No hay por qué negar que, en ese tipo de opciones radicales hacia los pobres, se puedan producir desequilibrios, imperfecciones o hasta conductas sesgadas. Y más cuando (como es lo ordinario), se llevan a cabo en condiciones de una soledad heroica. Pero reconocido eso, sigue resultando escandaloso que la Iglesia no sepa reaccionar ante ellas siguiendo el consejo evangélico de “no quebrar la caña cascada ni apagar la mecha humeante” (Mt 12,20), sino tratando más bien de silenciarlos o desautorizarlos por completo.

Para ello se esgrimen argumentos toscos, de “dignidad litúrgica” y acusaciones de reduccionismos y materialismos. Como si pudiese haber un verdadero “culto espiritual” al margen de las víctimas de la tierra, cuando lo único que la Iglesia puede ofrecer como culto a su Dios es la entrega de la Víctima Suprema que recapituló toda la injusticia de la historia. Y como si hubiésemos olvidado aquella verdad tan cristiana, que reformulamos parodiando a N. Berdiaeff: el pan para mí puede ser una cuestión pagana o de egoísmo (“material”), pero el pan para mi hermano es una cuestión religiosa y cristológica (“espiritual”).

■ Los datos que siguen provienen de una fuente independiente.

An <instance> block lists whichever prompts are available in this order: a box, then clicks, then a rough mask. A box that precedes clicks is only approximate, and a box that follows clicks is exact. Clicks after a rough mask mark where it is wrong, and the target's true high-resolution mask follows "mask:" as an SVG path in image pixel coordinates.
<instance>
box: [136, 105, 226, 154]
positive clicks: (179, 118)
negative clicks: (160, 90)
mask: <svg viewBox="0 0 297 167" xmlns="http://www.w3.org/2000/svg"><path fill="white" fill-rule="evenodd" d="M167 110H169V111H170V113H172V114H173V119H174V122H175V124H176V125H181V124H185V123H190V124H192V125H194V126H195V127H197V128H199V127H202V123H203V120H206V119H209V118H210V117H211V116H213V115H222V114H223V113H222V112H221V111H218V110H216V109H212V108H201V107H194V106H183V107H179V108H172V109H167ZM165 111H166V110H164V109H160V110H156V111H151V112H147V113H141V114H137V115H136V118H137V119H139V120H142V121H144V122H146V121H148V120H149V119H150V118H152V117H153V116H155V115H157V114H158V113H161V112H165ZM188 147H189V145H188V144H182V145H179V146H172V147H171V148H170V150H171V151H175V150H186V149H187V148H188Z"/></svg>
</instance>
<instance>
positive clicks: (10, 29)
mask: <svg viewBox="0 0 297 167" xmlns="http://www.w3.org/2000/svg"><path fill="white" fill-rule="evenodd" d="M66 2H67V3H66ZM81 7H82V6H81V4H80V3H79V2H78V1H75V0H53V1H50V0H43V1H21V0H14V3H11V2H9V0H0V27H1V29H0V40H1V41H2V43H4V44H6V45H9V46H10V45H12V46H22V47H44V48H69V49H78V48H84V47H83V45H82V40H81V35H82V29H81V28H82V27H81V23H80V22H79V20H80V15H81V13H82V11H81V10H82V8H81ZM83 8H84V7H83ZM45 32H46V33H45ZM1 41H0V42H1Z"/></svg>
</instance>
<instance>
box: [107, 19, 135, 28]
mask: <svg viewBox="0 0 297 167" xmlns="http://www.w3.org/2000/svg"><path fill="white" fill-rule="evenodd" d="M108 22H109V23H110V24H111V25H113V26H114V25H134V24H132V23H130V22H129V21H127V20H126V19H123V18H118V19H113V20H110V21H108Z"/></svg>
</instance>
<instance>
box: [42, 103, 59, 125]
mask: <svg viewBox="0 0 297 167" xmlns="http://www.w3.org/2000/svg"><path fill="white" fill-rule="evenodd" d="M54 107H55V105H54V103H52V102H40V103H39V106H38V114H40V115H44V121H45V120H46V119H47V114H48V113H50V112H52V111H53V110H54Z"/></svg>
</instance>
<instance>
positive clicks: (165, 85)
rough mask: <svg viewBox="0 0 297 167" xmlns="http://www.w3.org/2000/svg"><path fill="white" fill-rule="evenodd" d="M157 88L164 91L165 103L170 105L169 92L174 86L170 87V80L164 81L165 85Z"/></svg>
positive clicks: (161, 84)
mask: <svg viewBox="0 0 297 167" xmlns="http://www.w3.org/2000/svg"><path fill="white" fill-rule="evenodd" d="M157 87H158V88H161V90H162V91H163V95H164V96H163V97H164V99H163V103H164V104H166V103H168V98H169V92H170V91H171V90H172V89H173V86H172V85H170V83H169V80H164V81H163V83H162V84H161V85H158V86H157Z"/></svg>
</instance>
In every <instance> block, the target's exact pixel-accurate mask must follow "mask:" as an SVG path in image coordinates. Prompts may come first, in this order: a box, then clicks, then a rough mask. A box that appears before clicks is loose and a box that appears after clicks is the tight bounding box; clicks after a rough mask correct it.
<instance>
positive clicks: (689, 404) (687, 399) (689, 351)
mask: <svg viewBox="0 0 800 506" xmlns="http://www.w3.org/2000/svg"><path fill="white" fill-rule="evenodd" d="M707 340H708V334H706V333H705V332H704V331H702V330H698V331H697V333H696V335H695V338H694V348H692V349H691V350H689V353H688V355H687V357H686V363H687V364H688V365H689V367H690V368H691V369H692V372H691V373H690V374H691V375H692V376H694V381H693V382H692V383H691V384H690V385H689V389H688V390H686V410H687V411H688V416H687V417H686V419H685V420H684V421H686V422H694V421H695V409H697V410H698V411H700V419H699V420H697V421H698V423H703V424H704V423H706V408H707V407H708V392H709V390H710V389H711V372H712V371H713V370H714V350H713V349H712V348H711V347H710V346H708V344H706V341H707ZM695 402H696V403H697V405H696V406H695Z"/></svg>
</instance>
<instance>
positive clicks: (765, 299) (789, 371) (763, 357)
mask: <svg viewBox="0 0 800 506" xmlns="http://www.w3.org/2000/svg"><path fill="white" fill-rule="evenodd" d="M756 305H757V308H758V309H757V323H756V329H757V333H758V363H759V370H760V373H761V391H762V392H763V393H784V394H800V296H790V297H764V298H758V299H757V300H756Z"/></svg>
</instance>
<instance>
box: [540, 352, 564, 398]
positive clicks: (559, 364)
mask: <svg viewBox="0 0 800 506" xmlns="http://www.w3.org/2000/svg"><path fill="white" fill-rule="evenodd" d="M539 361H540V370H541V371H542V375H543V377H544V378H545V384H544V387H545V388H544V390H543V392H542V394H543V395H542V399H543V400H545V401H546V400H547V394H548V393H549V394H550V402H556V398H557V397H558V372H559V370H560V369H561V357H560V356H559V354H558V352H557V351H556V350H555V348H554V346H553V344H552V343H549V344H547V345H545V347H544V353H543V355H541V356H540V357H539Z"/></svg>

Todo eso se agrava paradigmáticamente en nuestros días, cuando Dios parece haber llamado a la Iglesia a un cambio de rumbo radical en este punto. Pues en tiempos pasados la pobreza era muchas veces efecto de insuficiencias históricas. Pero en nuestros días, tras el despliegue del crecimiento económico de los dos últimos siglos, la existencia de la pobreza constituye un escándalo sin precedentes que es, además, fuente de continuas tentaciones de violencia. La Iglesia todavía no ha sabido discernir este signo de los tiempos que es la llamada a esa justicia que (desde el Antiguo Testamento) se usó tantas veces para definir a Dios. En la teología actual se habla mucho del “privilegio hermenéutico de los pobres”; pero aún está por aparecer un solo documento oficial que ponga en juego ese privilegio para articular sus enseñanzas.

Nada de lo antedicho lo escribimos como acusación sino como confesión: reconocemos que nosotros mismos estamos bastante lejos de lo que el Evangelio nos pide. Pero más allá de esta ceguera y esta sordera, lo decisivo es que la Iglesia pierde credibilidad, y su anuncio carece de la transparencia evangélica y la autoridad interior (eksousía)1 que llamaban la atención en las palabras y hechos de su Maestro.

1Sobre la riqueza de significado de esta palabra, que significa a la vez, libertad y autoridad (o una autoridad que brota de la libertad de Dios) véase: “La autoridad de Jesús”. En J. I. González Faus: La lógica del Reinado de Dios, Cuadernos "Aquí y ahora", Santander 1991, pág. 19-36.